Sussex Neuroscience

Professor Thomas Nowotny

ThomasComputational neuroscience

In our group we use computational and hybrid systems approaches to better understand the properties and function of sensory and motor systems. This involves three main areas of research: (i) computational neuroscience models of olfactory systems and bio-inspired machine learning, (ii) using GPU technology to accelerate the simulation of brain circuits and (iii) hybrid systems research for active closed-loop probing of neural circuits.
I am happy to supervise a lab rotation and PhD in any of these three areas. Work on olfaction could include continuing the work on models of odour sensing in the peripheral olfactory system of insects [1-2]. For the computationally minded, large scale simulations of olfactory systems and/or networks for AI applications inspired by insect brains with GeNN [3-5] are an option. Finally, in hybrid systems research we are working on a methodology to build faithful conductance-based models of individual cells in the lab without the use of chemical blockers.
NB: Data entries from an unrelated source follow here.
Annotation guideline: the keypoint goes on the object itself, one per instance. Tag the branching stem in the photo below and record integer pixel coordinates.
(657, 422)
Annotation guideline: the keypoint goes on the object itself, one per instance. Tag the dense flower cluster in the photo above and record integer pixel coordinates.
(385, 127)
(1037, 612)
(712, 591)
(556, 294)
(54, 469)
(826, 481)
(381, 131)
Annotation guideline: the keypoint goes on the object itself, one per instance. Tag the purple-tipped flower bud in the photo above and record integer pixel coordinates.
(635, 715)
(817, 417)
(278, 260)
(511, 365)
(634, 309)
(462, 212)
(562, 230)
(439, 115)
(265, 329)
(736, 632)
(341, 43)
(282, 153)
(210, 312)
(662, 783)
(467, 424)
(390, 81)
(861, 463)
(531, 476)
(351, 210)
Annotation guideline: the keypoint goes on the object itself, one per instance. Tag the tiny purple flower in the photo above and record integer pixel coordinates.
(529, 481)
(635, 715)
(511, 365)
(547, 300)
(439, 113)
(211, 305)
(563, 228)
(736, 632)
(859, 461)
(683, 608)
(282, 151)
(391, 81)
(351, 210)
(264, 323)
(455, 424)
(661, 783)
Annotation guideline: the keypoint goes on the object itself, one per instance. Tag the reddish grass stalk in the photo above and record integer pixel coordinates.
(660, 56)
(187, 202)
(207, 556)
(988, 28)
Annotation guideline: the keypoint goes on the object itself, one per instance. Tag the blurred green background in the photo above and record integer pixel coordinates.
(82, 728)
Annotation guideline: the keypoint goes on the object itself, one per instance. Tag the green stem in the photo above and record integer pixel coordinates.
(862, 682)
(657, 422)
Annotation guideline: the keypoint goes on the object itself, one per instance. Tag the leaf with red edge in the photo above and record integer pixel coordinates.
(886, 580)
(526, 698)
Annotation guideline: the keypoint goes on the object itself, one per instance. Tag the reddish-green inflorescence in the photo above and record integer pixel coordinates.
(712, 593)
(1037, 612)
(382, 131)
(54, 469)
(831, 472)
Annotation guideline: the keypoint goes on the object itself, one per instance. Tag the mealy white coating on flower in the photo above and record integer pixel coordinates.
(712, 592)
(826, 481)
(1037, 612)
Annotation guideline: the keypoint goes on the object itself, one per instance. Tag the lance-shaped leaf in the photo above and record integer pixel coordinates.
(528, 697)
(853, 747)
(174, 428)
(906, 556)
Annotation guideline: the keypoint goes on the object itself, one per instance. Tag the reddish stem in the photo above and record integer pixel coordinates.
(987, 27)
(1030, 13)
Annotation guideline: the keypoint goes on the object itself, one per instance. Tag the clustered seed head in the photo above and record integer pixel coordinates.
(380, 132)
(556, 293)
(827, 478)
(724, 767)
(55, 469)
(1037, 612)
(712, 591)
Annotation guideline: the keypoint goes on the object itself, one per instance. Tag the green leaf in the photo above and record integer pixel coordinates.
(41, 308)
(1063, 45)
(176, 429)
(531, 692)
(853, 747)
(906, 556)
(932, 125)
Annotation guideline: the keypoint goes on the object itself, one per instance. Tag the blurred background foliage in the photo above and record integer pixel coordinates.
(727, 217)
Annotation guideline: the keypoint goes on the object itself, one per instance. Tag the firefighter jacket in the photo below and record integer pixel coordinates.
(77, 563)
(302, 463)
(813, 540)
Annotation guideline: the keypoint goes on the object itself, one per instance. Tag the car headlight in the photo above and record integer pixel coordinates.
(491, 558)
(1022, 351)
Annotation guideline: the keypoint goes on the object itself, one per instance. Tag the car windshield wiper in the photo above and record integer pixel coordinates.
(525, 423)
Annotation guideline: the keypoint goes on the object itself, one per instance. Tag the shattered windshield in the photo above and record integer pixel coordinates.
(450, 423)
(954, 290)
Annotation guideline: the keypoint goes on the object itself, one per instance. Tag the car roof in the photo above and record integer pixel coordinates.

This work would involve both programming and electrophysiology.

Collaborations within SN: We have a long-standing collaboration with George & Ildiko Kemenes, Kevin Staras and Paul Graham and are also now starting to work with Claudio Alonso.

Most relevant publications
(For full list of publications and more details about the lab, visit: http://www.sussex.ac.uk/Users/tn41/)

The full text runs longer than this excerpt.